UITGANGSPUNTEN VOOR CONCRETE RISICOBEREKENING VOOR VRACHTVERKEER OP AUTOSNELWEGEN Met hogervermelde gegevens werden de risicoberekeningen uitgevoerd voor de volgende uitgangspunten voor de toekomst (men plaatst geen beveiligingsconstructies voor enkele jaren maar bij voorkeur voor de lange termijn) voor autosnelwegen: -
het risico werd in de eerste plaats berekend voor het vrachtverkeer.

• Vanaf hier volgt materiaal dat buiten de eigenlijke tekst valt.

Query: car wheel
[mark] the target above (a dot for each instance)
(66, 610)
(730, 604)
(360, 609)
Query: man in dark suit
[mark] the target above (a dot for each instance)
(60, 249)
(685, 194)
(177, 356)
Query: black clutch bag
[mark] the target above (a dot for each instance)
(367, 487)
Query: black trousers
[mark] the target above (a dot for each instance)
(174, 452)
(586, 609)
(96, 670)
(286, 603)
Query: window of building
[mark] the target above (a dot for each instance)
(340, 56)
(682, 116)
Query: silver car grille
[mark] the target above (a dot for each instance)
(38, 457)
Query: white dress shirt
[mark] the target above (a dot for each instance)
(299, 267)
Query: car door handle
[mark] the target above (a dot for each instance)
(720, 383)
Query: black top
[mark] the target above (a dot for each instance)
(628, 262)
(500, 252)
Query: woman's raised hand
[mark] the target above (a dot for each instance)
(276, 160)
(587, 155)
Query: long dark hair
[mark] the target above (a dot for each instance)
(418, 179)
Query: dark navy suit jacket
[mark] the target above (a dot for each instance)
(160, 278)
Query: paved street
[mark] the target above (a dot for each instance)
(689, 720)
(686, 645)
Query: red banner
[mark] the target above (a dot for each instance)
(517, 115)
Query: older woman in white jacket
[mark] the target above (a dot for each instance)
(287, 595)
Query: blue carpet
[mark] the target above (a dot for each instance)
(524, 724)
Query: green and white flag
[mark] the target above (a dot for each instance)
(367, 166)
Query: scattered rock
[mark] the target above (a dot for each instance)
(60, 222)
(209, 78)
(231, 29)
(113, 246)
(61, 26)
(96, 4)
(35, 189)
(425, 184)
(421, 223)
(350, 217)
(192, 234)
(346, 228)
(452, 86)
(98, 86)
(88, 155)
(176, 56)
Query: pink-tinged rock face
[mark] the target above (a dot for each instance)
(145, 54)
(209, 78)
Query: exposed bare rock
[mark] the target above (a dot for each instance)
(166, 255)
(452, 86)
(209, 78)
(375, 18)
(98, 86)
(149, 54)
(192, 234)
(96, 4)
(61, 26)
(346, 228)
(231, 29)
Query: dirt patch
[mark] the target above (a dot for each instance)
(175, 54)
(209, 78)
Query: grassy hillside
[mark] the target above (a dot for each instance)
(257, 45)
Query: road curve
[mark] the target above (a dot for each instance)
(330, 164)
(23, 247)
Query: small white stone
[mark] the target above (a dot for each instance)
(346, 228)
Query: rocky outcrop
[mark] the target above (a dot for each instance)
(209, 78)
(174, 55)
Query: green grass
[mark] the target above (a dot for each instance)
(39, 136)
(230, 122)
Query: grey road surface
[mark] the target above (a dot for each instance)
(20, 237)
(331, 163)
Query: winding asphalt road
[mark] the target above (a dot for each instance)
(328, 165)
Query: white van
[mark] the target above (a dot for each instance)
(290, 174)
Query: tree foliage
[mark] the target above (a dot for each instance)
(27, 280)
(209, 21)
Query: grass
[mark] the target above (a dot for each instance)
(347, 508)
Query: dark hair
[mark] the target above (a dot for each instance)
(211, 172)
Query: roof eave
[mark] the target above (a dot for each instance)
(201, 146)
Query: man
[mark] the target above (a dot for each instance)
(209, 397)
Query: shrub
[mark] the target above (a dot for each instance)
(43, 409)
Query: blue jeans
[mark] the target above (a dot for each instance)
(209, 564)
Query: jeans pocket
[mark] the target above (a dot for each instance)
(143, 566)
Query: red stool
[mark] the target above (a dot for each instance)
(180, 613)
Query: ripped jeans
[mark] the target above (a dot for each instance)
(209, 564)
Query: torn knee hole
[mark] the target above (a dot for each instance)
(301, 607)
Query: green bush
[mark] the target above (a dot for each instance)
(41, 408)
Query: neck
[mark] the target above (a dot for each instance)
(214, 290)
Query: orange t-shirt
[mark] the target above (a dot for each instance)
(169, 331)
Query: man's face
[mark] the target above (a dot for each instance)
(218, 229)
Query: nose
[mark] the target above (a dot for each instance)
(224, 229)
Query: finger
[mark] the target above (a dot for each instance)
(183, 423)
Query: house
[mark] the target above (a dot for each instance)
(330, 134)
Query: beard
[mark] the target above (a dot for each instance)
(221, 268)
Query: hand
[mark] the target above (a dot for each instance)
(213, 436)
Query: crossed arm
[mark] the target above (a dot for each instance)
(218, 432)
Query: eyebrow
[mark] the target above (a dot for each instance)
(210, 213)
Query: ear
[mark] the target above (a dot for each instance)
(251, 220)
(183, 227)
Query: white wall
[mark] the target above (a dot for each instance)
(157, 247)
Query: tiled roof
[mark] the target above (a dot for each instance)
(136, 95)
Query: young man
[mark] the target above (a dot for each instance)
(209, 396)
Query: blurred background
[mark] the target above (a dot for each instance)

Indien er inderdaad een beveiligingsconstructie nodig is, bepaalt het risico van en voor het vrachtverkeer het vereiste kerend vermogen (weerstandsklasse) van de constructie;
8
-
-
voor elke rijstrook wordt de volledige (toekomstige) belasting beschouwd, hetzij 2000 p.w.e. (personenwageneenheden) per rijstrook en per uur. Een iets hogere of lagere waarde zal de verhouding van de risico's nauwelijks wijzigen; voor de totale levensduur en verkeersbelasting wordt gerekend op 20 % zwaar verkeer; voor het zwaar verkeer wordt rekening gehouden met een snelheid van 90 km/uur; er wordt uitgegaan van een courante verdeling van het zwaar verkeer over de verschillende rijstroken; er is een vluchtstrook aanwezig.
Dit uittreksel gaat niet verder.